I guess I'm just a serious drunk, what can I say? Over the course of this post I've drunk more than three-quarters of this bottle of Bacardi big Apple, and I'm still trying to address "serious webcomic issues", so I guess maybe I'm just not all that exciting while drunk. Or maybe I'm just supremely single-minded. Or maybe all this typing helps me keep my mind clear... I don't know. In any case I doubt my post is as amusing as many of the other posts on this fine night, but at least I managed to talk about some things I've been dying to talk about, and hopefully you enjoyed it. We'll reconvene tomorrow and I'll link to some other NaDruWriNi posts with my thoughts.

I had a good time, anyways. Now I've just got to finish this stupid thesis and find a freaking job.

3 Comments:

At 9:09 PM, Anonymous Anonymous said...

"Ah yes, bandwagons. Anybody remember the Webcomic Hurricane Relief Telethon? Remember what a grand event it was, how tons of people were getting on board and we were making history? ... Why was that such a success while the Biggest Webcomic Loser languished? Because it was short. People on the internet just don't have very long attention spans. Trying to run an event that lasts an entire year is kind of a preposterous suggestion. ... They just want their five seconds of humor or drama and then to move on with their lives."
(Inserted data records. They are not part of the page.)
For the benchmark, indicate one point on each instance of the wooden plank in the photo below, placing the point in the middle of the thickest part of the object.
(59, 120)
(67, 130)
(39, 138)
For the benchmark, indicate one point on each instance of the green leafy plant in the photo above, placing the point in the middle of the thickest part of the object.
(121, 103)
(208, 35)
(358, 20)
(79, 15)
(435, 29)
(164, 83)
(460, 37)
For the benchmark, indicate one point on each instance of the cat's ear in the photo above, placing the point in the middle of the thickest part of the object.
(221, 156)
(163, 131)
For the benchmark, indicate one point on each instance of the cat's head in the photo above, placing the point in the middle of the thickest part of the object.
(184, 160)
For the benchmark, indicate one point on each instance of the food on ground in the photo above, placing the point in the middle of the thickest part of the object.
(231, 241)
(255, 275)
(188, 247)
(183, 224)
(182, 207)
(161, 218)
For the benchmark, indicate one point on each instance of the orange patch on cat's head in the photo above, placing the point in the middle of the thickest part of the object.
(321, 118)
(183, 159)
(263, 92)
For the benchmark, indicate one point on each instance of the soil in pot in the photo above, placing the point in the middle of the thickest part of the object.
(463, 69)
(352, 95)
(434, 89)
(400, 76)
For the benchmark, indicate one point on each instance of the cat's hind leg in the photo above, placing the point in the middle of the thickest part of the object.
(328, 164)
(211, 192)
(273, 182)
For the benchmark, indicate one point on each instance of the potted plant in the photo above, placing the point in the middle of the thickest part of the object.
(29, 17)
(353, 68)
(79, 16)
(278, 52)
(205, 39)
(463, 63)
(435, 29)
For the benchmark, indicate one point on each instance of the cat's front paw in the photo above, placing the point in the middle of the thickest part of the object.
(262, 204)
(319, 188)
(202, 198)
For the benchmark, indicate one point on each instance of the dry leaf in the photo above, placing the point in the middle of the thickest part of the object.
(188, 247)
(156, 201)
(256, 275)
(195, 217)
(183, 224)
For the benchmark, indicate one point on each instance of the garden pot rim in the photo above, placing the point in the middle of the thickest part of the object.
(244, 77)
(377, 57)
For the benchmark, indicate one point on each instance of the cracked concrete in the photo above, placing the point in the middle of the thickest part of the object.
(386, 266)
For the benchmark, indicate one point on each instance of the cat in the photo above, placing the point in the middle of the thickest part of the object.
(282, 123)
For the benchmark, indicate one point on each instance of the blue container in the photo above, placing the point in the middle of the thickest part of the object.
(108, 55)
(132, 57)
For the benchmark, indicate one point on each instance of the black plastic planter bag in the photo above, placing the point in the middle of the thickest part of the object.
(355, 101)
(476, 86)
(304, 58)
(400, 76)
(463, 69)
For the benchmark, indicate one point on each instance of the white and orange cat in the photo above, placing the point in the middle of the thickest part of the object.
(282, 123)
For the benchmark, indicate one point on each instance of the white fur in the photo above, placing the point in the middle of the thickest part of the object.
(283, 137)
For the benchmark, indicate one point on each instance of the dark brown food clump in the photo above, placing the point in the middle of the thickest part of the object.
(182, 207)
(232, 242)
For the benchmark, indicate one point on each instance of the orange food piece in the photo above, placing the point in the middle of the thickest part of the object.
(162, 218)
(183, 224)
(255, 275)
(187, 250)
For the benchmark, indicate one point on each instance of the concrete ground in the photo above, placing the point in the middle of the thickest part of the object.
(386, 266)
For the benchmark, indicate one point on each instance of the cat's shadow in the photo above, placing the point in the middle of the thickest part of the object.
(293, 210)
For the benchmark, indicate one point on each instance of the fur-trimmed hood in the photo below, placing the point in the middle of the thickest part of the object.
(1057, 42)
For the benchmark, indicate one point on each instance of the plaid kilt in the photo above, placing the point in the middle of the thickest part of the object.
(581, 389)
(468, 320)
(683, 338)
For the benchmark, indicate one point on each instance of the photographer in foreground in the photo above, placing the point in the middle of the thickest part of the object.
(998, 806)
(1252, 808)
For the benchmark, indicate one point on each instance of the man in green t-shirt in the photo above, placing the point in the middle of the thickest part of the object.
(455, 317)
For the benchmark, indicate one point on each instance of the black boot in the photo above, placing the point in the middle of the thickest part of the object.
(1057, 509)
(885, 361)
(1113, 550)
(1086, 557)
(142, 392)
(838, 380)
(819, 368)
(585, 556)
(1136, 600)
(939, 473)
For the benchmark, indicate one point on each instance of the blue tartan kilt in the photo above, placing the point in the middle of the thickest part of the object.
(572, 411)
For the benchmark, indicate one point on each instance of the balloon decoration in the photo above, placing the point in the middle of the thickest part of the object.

This is absolutely correct. In every sense. Good on you for pointing it out.

 
At 6:21 PM, Anonymous Anonymous said...

One suggestion for genre webcomics in print is the deadtree collection of, Agnes Quill: An anthology of mystery, the extras (diaries and reports) in this are more than enough to quantify spending your money.

 
At 10:36 AM, Anonymous Anonymous said...

browser:/
I just looked up how to mix big apple and I got into your postings.
Frankly, I believe that everybody is so absorbed in their own lives to worry about others. It doesn't matter if your online talking about the Hurricane relief, what are you doing about it?
Great, so you talk about it online congratu-freakin-lations! Other people have lives and are also going through struggles even without nature fucking it up and you bash others for not having the attention to listen or read about that?!!?
It matters a hell of a lot more to those who face it :::shrugs :::
again what are you doing about it ?
You buy all those books that satisfy you and what of your money goes to the Hurricane Relief victims?... try a library or online books
Anyways thank you for the apple cider and big apple mix, I just felt compelled to tell you that people have opinions against your beliefs. Sorry, bout being so frank its easier to tell "it"online rather than voice face to face.